LE GOUVERNEMENT constate que l’extension du mariage aux homosexuels fait l’objet d’une contestation de plus en plus nourrie et, parfois, violente. Que l’affaire Cahuzac a affaibli l’autorité du président de la République et du Premier ministre. Et que le risque existe d’une manifestation d’une telle ampleur qu’elle remetrrait en question le projet, comme ce fut le cas pour l’école libre en 1984 : devant l’hostilité des opposants catholiques à une réduction des avantages accordés aux écoles religieuses et privées, François Mitterrand renonça à sa loi.
Un tour inquiétant.
Bien que la question du mariage des homosexuels n’ait pas soulevé dans le pays une opposition comparable à celle d’il y a 29 ans, les remous qu’elle soulève dans un pays déjà déchiré par la crise économique et par les affaires risquent de devenir rapidement incontrôlables. La lutte contre le mariage homo a d’ailleurs pris un tour inquiétant. D’abord, elle commence à échapper aux organismes ou associations qui, jusqu’à présent, la contrôlaient. Ensuite, elle permet aux homophobes de s’exprimer avec une intolérance pour les homosexuels dont les amis de Frigide Barjot se défendaient. Non seulement, elle leur nie aux quelques droits civiques élémentaires, mais elle s’accompagne d’opérations de harcèlement qui portent atteinte à la vie privée.
La sénatrice Chantal Jouanno (UDI), le député Vert François de Rugy, la journaliste et essayiste Caroline Fourest ont été victimes d’un harcèlement de la foule à leur domicile et, dans le cas de Mme Fourest, d’incidents violents où son intégrité physique était menacée. Tout ça parce qu’ils sont en faveur de la loi.

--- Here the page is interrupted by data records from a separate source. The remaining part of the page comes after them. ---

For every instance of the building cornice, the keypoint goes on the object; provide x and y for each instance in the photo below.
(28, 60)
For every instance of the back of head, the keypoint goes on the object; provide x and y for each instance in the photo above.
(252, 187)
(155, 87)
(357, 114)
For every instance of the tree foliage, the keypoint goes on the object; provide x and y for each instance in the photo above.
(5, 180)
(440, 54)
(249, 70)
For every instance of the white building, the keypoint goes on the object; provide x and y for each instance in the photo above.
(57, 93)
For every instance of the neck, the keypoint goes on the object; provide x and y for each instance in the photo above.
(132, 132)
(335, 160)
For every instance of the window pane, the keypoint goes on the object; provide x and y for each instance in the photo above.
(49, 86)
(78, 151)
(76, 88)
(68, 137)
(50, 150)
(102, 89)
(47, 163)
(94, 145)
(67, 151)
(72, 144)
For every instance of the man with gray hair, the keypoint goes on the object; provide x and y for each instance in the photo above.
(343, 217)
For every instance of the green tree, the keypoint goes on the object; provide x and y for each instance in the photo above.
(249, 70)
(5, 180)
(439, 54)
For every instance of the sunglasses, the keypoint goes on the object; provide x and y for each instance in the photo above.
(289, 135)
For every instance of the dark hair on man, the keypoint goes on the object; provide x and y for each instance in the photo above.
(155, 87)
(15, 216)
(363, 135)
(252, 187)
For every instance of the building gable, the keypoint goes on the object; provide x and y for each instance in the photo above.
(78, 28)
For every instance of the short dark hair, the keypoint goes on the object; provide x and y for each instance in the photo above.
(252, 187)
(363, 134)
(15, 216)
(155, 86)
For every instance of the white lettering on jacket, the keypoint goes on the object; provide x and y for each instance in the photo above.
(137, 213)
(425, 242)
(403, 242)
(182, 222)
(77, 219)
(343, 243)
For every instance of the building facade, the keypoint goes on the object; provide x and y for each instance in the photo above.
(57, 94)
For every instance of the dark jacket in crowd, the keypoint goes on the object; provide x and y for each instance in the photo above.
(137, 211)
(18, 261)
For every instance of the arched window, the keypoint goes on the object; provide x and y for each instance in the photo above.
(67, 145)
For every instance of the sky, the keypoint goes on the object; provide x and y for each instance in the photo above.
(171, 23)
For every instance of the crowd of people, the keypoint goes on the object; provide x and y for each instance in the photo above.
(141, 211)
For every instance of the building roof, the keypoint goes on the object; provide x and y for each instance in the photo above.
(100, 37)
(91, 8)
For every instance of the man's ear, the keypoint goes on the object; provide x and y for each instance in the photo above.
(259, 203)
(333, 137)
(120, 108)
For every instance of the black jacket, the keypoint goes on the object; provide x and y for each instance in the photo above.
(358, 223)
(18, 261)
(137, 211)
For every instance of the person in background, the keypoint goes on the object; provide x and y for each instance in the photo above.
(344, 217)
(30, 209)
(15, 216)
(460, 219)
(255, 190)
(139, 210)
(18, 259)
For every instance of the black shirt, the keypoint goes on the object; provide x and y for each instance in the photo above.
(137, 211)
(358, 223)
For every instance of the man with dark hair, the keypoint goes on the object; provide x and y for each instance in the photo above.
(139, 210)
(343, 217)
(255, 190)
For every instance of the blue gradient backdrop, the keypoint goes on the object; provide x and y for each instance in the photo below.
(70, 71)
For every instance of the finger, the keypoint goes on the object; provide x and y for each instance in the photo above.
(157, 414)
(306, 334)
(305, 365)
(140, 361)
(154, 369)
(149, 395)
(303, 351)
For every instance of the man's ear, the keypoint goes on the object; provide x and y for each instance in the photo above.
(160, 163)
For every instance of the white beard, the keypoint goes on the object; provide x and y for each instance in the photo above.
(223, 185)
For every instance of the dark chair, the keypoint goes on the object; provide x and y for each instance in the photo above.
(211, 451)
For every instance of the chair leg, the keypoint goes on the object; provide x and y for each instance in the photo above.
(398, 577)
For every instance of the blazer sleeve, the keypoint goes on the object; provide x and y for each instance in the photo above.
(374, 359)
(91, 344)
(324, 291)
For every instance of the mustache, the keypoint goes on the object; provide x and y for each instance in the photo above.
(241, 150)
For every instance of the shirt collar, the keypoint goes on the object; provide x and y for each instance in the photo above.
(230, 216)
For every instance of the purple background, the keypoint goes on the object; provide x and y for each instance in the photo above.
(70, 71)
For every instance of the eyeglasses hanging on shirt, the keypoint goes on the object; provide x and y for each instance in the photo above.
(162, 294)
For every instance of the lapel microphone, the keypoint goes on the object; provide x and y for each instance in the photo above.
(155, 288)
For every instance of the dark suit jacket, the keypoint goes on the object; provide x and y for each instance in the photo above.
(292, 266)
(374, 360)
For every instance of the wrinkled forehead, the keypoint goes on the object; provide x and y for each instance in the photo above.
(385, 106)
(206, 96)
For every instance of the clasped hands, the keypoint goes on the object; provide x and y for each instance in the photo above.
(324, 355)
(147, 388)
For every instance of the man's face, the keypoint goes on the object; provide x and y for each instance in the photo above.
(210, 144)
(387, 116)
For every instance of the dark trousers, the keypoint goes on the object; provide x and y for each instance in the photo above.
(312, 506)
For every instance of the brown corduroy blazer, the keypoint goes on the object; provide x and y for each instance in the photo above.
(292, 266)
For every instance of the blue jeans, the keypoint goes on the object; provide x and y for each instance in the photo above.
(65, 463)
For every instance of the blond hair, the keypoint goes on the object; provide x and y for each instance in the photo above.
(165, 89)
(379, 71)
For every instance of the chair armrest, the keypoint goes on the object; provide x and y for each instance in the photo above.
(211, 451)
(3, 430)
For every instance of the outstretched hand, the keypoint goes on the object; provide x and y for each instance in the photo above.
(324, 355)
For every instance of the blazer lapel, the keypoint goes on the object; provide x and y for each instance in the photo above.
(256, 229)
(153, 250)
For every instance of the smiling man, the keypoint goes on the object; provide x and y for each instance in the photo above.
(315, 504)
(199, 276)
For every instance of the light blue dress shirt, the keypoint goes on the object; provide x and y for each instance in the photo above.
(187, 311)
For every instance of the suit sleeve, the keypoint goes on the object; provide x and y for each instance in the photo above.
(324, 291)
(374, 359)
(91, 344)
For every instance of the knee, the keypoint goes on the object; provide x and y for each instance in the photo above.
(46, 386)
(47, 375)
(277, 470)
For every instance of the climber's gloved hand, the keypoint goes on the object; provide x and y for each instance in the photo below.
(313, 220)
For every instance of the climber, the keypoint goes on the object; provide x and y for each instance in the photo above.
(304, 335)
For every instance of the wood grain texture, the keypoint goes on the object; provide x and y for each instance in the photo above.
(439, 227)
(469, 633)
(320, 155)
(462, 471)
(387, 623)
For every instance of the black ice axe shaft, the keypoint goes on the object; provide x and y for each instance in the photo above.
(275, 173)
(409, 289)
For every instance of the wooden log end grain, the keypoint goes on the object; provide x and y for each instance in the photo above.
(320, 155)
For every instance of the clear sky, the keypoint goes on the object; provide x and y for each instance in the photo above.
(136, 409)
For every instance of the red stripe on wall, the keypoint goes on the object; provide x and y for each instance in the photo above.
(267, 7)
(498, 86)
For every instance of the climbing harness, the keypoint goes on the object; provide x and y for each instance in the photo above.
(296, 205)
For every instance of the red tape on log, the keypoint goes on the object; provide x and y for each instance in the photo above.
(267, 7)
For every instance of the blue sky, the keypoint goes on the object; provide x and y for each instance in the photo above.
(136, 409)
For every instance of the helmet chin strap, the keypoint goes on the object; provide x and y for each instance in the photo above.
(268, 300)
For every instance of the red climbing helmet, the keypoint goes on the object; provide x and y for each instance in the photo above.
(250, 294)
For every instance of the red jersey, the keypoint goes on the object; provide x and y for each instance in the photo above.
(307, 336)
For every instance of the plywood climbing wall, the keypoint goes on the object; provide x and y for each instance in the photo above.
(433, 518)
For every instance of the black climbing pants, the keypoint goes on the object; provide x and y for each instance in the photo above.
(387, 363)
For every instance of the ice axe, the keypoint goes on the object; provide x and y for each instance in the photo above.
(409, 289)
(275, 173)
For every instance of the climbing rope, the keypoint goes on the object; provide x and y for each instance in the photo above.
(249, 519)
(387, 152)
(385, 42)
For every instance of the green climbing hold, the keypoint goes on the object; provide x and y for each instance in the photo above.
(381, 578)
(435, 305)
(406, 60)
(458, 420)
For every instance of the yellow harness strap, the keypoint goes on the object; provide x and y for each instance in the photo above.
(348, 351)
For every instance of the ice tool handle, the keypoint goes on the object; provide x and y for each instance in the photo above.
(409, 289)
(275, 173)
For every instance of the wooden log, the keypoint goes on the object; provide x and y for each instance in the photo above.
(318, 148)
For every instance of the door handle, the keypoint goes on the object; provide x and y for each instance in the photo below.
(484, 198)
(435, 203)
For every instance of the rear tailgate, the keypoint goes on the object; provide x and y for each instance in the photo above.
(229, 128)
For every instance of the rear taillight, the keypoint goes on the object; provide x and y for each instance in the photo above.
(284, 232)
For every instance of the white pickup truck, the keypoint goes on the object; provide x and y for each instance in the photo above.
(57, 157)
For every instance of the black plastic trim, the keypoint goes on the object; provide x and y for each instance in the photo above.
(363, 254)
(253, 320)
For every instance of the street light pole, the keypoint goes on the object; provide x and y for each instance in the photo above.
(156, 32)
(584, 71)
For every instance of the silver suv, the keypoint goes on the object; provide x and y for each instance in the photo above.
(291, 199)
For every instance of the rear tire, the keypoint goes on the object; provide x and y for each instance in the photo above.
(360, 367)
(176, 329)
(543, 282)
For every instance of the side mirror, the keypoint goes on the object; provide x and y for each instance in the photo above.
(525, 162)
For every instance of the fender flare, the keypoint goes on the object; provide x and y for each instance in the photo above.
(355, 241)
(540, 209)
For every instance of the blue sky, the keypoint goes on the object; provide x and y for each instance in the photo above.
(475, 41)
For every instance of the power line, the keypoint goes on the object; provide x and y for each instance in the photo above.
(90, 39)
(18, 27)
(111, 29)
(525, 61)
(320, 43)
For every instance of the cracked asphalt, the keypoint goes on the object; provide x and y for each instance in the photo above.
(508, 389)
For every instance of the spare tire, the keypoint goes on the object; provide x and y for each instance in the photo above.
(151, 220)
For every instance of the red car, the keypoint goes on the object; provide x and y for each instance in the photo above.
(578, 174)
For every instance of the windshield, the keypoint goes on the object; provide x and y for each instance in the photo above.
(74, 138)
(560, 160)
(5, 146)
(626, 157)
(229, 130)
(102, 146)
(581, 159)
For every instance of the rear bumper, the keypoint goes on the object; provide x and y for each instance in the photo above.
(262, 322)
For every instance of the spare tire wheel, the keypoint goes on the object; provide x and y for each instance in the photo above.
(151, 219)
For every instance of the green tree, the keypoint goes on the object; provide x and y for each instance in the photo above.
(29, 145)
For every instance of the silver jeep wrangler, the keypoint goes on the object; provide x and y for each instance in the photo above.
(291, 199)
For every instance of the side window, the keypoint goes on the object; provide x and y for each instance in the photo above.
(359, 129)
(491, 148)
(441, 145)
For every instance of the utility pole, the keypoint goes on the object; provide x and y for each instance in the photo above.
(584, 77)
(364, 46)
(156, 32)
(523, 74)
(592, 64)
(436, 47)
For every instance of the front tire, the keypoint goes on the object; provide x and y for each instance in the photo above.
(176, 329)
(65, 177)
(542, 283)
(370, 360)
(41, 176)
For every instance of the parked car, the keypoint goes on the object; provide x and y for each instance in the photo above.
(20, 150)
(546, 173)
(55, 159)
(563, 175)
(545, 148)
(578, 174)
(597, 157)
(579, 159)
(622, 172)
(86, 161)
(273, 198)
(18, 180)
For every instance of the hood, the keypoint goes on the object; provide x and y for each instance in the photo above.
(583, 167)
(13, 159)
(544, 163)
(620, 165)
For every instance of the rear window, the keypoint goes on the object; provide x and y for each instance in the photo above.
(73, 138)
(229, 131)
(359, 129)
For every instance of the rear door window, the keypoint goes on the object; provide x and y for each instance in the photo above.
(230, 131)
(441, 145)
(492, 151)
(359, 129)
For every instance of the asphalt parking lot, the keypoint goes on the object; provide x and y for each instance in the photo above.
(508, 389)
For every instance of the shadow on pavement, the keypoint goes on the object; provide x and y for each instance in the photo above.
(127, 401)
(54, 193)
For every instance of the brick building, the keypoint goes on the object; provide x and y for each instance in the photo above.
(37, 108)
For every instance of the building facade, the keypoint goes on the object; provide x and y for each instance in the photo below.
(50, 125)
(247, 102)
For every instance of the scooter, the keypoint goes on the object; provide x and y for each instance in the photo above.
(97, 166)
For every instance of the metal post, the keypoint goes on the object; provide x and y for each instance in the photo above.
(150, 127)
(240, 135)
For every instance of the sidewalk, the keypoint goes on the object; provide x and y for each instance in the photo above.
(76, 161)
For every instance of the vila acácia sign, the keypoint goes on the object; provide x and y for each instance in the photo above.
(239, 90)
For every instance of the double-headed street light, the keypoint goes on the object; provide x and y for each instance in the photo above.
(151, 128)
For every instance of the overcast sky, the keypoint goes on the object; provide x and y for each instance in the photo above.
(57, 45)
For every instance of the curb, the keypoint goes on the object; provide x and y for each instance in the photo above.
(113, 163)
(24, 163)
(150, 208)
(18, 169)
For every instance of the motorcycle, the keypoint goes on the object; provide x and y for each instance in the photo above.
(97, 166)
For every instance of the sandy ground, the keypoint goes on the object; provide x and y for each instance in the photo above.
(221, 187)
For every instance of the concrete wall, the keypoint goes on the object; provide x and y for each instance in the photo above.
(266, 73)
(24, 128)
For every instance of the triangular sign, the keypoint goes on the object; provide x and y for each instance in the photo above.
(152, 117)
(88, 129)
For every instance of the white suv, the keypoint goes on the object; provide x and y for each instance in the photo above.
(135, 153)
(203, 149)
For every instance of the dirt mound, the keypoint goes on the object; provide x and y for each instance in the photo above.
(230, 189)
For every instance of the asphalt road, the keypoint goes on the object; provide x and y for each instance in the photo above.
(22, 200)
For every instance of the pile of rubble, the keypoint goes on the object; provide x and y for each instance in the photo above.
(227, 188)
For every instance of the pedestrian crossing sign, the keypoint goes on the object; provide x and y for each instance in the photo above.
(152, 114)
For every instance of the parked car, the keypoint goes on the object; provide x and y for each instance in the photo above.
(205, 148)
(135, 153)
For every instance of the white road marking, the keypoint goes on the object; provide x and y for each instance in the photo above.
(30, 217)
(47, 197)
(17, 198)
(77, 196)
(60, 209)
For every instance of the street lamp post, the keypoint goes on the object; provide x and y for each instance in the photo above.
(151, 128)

Jean-Pierre Raffarin estime que le gouvernement n’est pas innocent dans l’escalade de la violence. Il aurait pu, estime-t-il, recourir au référendum et tenir compte d’une opposition nombreuse au projet de loi. Mais peut-on se servir à tout bout de champ de la consultation populaire alors que l’Assemblée et le Sénat sont là pour légiférer ? Le projet a été adopté par un Sénat qui semblait plutôt divisé en la matière. Il y a bel et bien une majorité parlementaire en faveur du mariage pour tous ; elle épouse une autre majorité populaire apparue dans les sondages. Non seulement l’opposition de droite a voulu, mais en vain, en faire un os à ronger pour le peuple, mais l’idée que, en temps de crise aiguë, la France pouvait différer ce débat de société sera vaincue par un vote solennel qui nous permettra de passer à autre chose. Car il est vrai que, promesse électorale ou non, nous avons d’autres priorités.
Vous n’avez qu’à abroger.
Ministre des Relations avec le Parlement, Alain Vidalies, dans un souci apparent d’apaisement, suggère à la droite d’abroger la loi quand elle sera au pouvoir, un peu comme M. Hollande s’est employé depuis près d’un an, à « désarkozyser » le pays. M. Vidalies est peut-être optimiste et croit au fond de lui-même que François Hollande sera réélu. Mais, même s’il ne l’est pas, une loi qui serait en vigueur en France après avoir été adoptée par d’autres pays, qui correspondrait en outre à un progrès contre tous les conservatismes, qui apporterait à une partie de la population la tolérance dont elle a besoin au même titre que d’autres minorités ne saurait être tout à fait mauvaise. Il n’est pas sûr du tout qu’après avoir fait l’objet d’une si vigoureuse opposition, le mariage pour tous ne passe pas dans les mœurs. Il ne faut pas oublier que l’abolition de la peine de mort a été prononcée contre une majorité de Français, lesquels, aujourd’hui, s’en accommodent fort bien, en dépit d’une résurgence regrettable de la criminalité.
C’est dans les réformes de société que les socialistes excellent, bien plus que dans la gestion économique et sociale du pays. Nous avons reçu beaucoup de courrier pour contester notre prise de position en faveur du mariage gay et, tout en respectant le point de vue de nos correspondants, nous ne pouvons pas nous résigner à écarter une liberté qui figurera, il est vrai, parmi celles que le PS a apportées au pays. Nous ne sommes pas dans l’opposition automatique, celle que dicte l’engagement partisan. Surtout si elle combat des acquis auxquels les gens de droite ou de gauche se sont tous habitués.